Setelah sampai di ruang tamu Mereka kemudian duduk di hadapannya dan abi yosep masih duduk di kursi rodanya Seraya menunggu Vita mempersiapkan segala sesuatunya, yang akan dibawa mereka terbang ke kota asal mereka.
"Terima kasih ya, Ndre Bob, Ndra sudah mau menolong aku sekarang ini " ucapnya
"kamu anggap Apa kami ini, kami adalah saudara kamu, walaupun kita terpisah Tapi kita tetap bersaudara, yang tidak akan pernah terputus kan jalinan persaudaraan dan persahabatan kita ini" ucap papah Boby.
"Kenapa kamu merasakan sakit seorang diri, Kenapa kamu tidak mengatakan kepada kami, dan kenapa kamu tidak menghubungi kami dan kamu membiarkan kami mencari-cari dan memikirkan keadaan kamu sekeluarga" ucap ayah Candra pada abi Yosep.
"Bukan maksudku seperti itu, tapi intinya aku tidak ingin merepotkan kalian." Ucap abi Yosep.

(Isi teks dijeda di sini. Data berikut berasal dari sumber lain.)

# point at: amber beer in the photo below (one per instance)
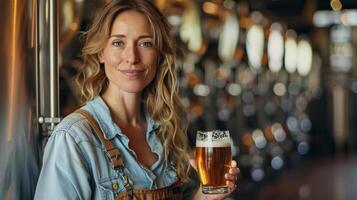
(213, 157)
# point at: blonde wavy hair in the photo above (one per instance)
(160, 97)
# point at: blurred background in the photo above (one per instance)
(280, 75)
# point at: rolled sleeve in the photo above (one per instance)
(64, 174)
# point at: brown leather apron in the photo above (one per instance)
(172, 192)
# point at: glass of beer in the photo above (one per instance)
(213, 158)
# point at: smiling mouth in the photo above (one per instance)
(132, 72)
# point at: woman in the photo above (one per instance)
(129, 85)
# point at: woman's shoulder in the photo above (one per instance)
(76, 126)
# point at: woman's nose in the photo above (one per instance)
(131, 55)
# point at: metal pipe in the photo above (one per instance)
(53, 36)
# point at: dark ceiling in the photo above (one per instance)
(297, 14)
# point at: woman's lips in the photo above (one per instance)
(132, 72)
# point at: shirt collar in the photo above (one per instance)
(100, 111)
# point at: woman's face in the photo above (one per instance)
(130, 57)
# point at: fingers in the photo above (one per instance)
(232, 176)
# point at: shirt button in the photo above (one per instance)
(115, 186)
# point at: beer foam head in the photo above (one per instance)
(214, 138)
(221, 143)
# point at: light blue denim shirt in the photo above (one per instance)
(75, 165)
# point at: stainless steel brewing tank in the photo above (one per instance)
(18, 127)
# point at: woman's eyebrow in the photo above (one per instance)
(123, 36)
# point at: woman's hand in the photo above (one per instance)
(231, 181)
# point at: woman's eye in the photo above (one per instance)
(147, 44)
(118, 43)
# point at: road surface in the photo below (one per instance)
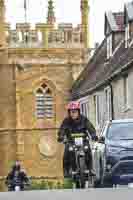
(93, 194)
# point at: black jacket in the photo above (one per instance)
(82, 125)
(20, 179)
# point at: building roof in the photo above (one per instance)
(114, 22)
(99, 71)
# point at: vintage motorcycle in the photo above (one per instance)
(78, 144)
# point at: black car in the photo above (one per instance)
(113, 154)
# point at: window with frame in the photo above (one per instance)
(97, 109)
(109, 46)
(108, 103)
(125, 92)
(44, 103)
(127, 35)
(85, 108)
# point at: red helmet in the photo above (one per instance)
(74, 105)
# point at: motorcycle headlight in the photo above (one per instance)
(86, 147)
(71, 148)
(112, 150)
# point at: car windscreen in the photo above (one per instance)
(120, 131)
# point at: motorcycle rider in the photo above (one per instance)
(17, 177)
(75, 123)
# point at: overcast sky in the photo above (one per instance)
(66, 11)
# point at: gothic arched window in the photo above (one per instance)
(44, 103)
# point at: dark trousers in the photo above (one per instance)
(69, 160)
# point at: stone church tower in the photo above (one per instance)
(38, 67)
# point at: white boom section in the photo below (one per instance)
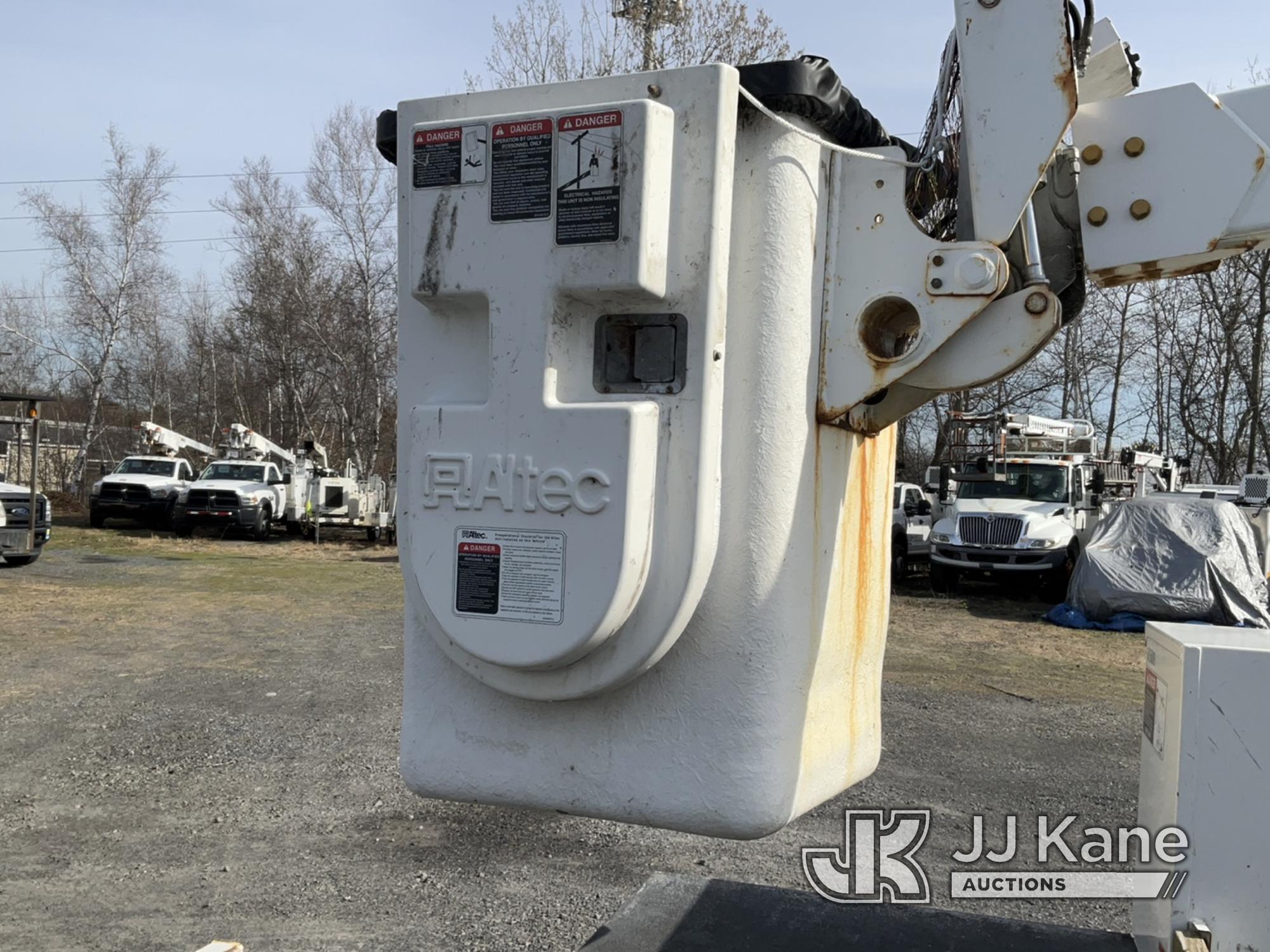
(162, 441)
(246, 444)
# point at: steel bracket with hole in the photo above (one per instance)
(893, 296)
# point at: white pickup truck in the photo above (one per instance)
(142, 488)
(244, 494)
(910, 529)
(16, 522)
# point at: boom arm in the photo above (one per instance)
(246, 444)
(166, 442)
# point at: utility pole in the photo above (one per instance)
(650, 17)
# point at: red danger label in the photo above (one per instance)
(427, 138)
(479, 549)
(530, 128)
(591, 121)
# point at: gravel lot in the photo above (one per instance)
(200, 742)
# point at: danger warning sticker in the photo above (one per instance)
(521, 171)
(510, 574)
(450, 157)
(589, 185)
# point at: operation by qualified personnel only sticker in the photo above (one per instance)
(589, 185)
(450, 157)
(514, 576)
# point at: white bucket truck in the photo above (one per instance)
(243, 489)
(145, 487)
(653, 340)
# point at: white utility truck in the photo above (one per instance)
(910, 529)
(1031, 502)
(26, 515)
(347, 502)
(145, 487)
(243, 489)
(646, 403)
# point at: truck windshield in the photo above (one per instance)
(243, 473)
(147, 468)
(1042, 484)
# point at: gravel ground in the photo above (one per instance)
(200, 742)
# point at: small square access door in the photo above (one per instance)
(641, 354)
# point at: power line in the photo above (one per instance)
(201, 176)
(180, 242)
(181, 211)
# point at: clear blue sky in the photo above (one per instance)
(214, 83)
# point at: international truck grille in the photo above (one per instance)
(981, 531)
(117, 493)
(208, 499)
(20, 521)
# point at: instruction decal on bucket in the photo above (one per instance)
(521, 171)
(589, 178)
(510, 574)
(450, 157)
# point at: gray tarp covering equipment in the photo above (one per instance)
(1173, 560)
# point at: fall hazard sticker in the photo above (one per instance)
(450, 157)
(589, 181)
(510, 574)
(521, 171)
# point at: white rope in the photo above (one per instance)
(926, 164)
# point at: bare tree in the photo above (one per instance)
(539, 43)
(111, 271)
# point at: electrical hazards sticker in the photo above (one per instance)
(515, 576)
(521, 171)
(450, 157)
(589, 188)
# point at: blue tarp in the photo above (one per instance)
(1075, 619)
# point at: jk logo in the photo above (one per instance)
(876, 863)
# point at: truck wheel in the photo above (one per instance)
(899, 559)
(943, 579)
(261, 531)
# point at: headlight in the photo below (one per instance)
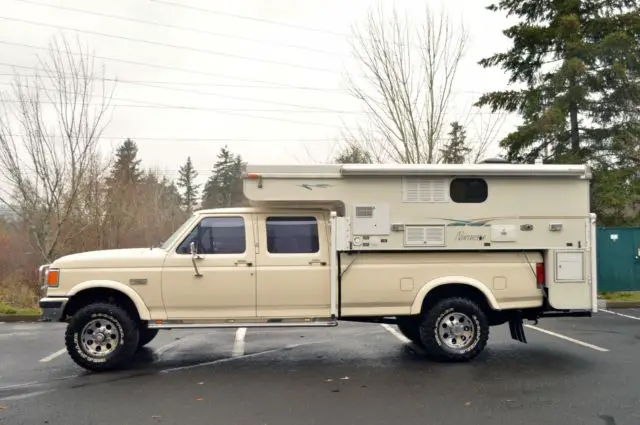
(43, 278)
(52, 278)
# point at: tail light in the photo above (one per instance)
(540, 274)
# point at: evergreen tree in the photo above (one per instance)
(126, 169)
(585, 105)
(224, 187)
(122, 190)
(187, 176)
(353, 154)
(456, 150)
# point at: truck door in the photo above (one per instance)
(293, 276)
(226, 288)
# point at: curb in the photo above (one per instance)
(618, 304)
(12, 318)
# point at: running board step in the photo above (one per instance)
(517, 330)
(268, 324)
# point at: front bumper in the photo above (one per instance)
(52, 308)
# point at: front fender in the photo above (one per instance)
(448, 280)
(143, 311)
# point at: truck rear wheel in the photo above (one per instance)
(101, 337)
(454, 329)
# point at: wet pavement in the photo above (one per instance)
(572, 371)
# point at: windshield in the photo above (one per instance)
(175, 234)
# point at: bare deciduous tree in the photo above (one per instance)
(407, 87)
(46, 163)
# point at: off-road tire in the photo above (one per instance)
(146, 336)
(432, 342)
(410, 327)
(119, 320)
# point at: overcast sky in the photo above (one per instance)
(232, 59)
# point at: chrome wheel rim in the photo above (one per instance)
(100, 337)
(456, 330)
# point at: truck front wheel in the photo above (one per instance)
(101, 337)
(454, 329)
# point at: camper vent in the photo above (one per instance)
(420, 189)
(364, 212)
(424, 235)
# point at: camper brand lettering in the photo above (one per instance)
(463, 236)
(310, 186)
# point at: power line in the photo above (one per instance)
(224, 139)
(182, 83)
(303, 108)
(220, 111)
(171, 68)
(174, 46)
(198, 31)
(197, 139)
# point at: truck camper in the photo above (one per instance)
(444, 252)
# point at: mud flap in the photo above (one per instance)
(517, 330)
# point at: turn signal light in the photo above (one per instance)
(53, 277)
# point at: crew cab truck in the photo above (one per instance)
(443, 251)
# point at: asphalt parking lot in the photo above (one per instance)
(572, 371)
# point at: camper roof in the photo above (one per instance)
(346, 170)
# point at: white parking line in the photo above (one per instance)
(396, 333)
(619, 314)
(238, 345)
(53, 355)
(575, 341)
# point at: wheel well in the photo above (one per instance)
(464, 291)
(93, 295)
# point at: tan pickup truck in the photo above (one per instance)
(298, 258)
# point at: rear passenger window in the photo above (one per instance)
(468, 190)
(217, 235)
(292, 235)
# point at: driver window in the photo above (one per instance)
(217, 235)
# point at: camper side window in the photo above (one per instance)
(292, 235)
(468, 190)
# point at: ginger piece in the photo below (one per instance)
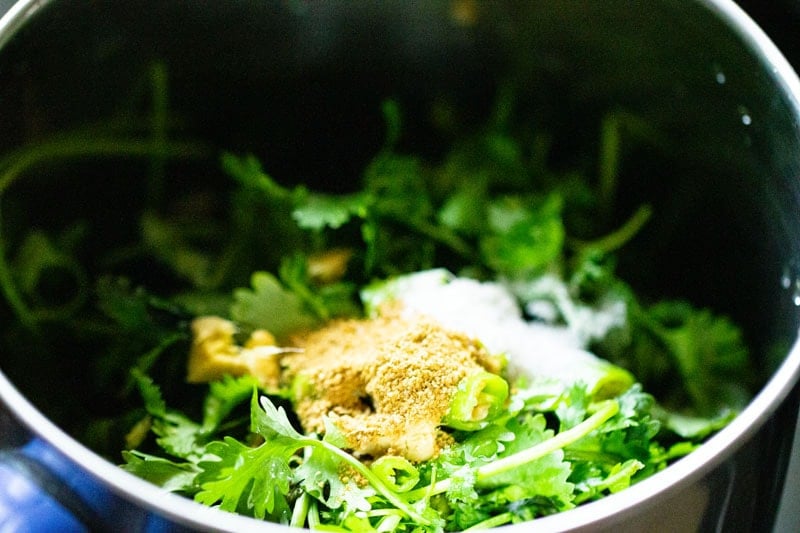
(387, 383)
(214, 353)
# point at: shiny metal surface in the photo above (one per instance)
(702, 490)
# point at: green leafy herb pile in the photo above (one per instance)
(286, 258)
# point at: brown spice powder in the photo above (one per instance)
(385, 382)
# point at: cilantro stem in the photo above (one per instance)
(436, 233)
(374, 480)
(605, 410)
(617, 238)
(300, 510)
(492, 522)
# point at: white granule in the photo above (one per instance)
(489, 312)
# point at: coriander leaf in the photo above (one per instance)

"Kami adalah saudaramu, jadi kalau kamu mempunyai masalah kita selesikan sama sama, kamu merasakan sakit kami juga akan merasakan sakit,kamu merasakan bahagia kami juga akan merasakan bahagia itu,begitupun sebaliknya "ucap papah Andre.
"Kamu harus kuat demi anak-anak dan istrimu, dan demi kamu juga serta keponakan-keponakan yang sudah besar dan kamu juga harus kuat dan kamu juga harus cepat sembuh biar kita cepat melangsungkan pernikahan anak-anak kita berdua, ucap papa Andre lagi.
Abi Yosep tersenyum dan menganggukkan kepalanya.
Kemudian terdengar celotehan mereka dengan jelas, yang mengundang tawa, karena sudah beberapa tahun tidak bersama akhirnya merekapun akan berkumpul kembali.
Abi Yosep bersyukur semakin dia menghindari ketiga sahabat nya tersebut semakin didekatkan oleh Allah dirinya dan ketiga sahabatnya itu.